Anyways, back to the pairs trade. You’re typically trying to implement it on stocks which are quite similar. This will give you some natural protection against a broad market move where both stocks go up or both stocks go down. Under normal circumstances though, you’re trying to exploit a mispricing across the two stocks. One appears expensive and one appears cheap. The goal is to make a profit on the cheap one you buy, as well as make a profit on the expensive one you short.
Citi’s pair trade involves buying Santos and selling Woodside Energy. They’ve actually been in the trade since 15 June, so the current research note is more about whether it’s still valid. It is, according to Citi, but the merger has possibly muddied the waters in terms of what the broker calls “idiosyncratic risks”. This requires some “de-grossing” of the position size of the pairs trade.
Whilst Citi suggests a more modest position size for the trade, they still feel it has some way to go. That is, there remains scope for Santos stock to demonstrate “continued relative outperformance” over Woodside stock. The reasons for this view are:
Santos’s Barossa Project is less risky than Woodside’s Scarborough Project. Both projects are vitally important to the respective medium-to-long term growth profiles of each company. The value of Barossa is under-represented in Santos’s stock price compared to Scarborough in Woodside’s.

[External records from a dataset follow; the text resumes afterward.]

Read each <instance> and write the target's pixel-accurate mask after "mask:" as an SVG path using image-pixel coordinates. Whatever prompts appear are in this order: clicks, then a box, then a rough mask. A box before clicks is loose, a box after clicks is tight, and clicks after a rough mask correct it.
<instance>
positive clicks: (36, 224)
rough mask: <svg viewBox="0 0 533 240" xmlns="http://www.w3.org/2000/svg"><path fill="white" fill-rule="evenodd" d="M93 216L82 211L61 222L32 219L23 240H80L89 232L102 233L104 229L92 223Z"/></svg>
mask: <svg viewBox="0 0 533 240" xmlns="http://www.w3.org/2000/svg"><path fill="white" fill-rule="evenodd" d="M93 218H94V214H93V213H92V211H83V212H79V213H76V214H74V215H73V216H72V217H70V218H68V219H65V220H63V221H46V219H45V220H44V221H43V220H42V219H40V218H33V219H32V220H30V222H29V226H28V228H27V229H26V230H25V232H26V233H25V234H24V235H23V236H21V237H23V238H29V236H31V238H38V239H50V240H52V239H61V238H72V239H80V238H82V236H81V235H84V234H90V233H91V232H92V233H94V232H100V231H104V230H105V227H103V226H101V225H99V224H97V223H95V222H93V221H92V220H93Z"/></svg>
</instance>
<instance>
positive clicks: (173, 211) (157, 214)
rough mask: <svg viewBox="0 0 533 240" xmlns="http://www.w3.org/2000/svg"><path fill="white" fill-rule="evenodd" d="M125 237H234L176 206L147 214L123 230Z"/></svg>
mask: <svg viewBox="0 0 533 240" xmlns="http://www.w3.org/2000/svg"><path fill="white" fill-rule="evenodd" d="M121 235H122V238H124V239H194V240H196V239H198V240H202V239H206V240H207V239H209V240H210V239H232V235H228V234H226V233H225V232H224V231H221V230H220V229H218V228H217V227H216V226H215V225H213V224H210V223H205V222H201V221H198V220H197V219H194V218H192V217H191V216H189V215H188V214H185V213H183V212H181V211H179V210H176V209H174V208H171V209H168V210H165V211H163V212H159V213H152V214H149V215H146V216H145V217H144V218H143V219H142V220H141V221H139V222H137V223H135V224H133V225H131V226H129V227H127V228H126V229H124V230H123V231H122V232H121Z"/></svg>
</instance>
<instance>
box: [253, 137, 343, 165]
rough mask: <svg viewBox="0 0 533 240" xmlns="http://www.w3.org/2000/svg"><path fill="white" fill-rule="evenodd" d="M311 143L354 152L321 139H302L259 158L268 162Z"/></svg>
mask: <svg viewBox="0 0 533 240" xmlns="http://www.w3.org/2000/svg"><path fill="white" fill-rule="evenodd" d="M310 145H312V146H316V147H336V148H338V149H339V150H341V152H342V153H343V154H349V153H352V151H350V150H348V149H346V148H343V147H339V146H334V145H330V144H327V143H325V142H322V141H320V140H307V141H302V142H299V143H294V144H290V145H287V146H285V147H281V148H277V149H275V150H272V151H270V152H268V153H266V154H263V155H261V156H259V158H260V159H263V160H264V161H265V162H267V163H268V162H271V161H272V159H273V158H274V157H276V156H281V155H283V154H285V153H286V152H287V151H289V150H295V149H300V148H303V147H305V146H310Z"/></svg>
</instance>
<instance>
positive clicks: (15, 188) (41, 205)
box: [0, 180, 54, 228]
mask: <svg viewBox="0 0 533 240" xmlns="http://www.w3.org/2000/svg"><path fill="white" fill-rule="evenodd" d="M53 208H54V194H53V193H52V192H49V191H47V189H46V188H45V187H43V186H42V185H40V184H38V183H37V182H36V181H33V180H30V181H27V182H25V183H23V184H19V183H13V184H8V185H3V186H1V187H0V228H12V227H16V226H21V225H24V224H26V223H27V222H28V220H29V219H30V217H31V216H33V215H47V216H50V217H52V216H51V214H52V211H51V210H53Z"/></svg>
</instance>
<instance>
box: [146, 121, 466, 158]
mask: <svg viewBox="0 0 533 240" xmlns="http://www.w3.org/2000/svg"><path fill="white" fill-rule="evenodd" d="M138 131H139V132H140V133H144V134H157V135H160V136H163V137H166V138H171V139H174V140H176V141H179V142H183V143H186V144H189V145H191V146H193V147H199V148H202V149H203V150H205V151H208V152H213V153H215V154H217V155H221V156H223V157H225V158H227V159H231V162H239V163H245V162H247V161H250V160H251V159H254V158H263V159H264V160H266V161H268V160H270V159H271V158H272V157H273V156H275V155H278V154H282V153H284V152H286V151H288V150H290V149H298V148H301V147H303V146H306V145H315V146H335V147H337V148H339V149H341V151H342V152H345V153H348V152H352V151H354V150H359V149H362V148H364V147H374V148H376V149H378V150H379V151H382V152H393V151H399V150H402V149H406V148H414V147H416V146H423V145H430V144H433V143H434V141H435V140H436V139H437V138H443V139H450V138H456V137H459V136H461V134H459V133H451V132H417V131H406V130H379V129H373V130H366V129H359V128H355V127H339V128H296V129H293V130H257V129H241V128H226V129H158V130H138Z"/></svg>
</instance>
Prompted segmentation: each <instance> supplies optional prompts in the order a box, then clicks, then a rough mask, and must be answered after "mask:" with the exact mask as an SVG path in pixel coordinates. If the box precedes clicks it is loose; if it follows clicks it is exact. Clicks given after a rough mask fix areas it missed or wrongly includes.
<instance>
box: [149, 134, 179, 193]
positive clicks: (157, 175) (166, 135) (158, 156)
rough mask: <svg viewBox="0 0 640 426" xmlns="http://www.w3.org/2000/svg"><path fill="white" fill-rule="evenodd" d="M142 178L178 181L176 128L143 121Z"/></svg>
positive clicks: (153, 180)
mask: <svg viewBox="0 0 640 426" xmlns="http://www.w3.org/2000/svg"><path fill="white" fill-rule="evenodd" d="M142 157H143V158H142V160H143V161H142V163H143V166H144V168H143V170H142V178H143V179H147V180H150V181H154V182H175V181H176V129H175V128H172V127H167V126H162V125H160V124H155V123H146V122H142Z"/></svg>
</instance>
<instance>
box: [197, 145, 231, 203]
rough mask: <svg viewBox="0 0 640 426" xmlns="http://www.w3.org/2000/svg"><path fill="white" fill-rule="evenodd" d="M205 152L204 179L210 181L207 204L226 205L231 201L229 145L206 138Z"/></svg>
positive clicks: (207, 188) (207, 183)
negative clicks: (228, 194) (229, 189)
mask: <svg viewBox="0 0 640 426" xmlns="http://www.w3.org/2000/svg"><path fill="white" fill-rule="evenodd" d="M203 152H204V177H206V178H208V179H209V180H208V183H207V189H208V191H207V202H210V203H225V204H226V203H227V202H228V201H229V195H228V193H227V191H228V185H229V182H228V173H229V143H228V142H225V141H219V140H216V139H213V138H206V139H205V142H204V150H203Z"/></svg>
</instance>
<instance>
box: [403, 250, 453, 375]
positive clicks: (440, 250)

Given Santos is now “in play” as a result of the merger, it could open the door to strategic asset sales which could unlock extra value for shareholders, or more tantalisingly, the prospect of what Citi calls an “interloper” – which could enter the fray and lob a competing bid for the company.
If the deal doesn’t go through, Santos may look to implement a further sell down of their PNG LNG stake, possibly around 5%. This would be done to further de-gear the balance sheet.
Santos has a less onerous capex to return on invested capital (ROIC) profile than Woodside. This just means that Citi believes Santos is going to get far more bang for their invested buck compared to Woodside going forward – order of magnitude “flat” for Woodside versus “>20% top line growth” for Santos.
Woodside is more sensitive to the oil price weakness than Santos and will increasingly need to pursue mergers and acquisitions to maintain growth and its dividend yield.
Citi notes the main risk to the pairs trade, that is the aforementioned “idiosyncratic” risk, is the merger doesn’t proceed. In this scenario Woodside would naturally get a stock price boost (as the acquirer) and Santos a potential de-rating as the acquiree. If Woodside should get cold feet quickly, this would also likely reduce the chance of an interloper snooping into the deal.
It’s a super interesting take on the merger, and one which highlights the complexity in understanding the risks and rewards underlying the valuation of both companies should the merger succeed or fail. Citi’s final take can be inferred from their current rating and price targets for each stock. They rate Woodside as a “Sell” with a $26.50 price target, and Santos as a “Buy” with a $8.25 price target.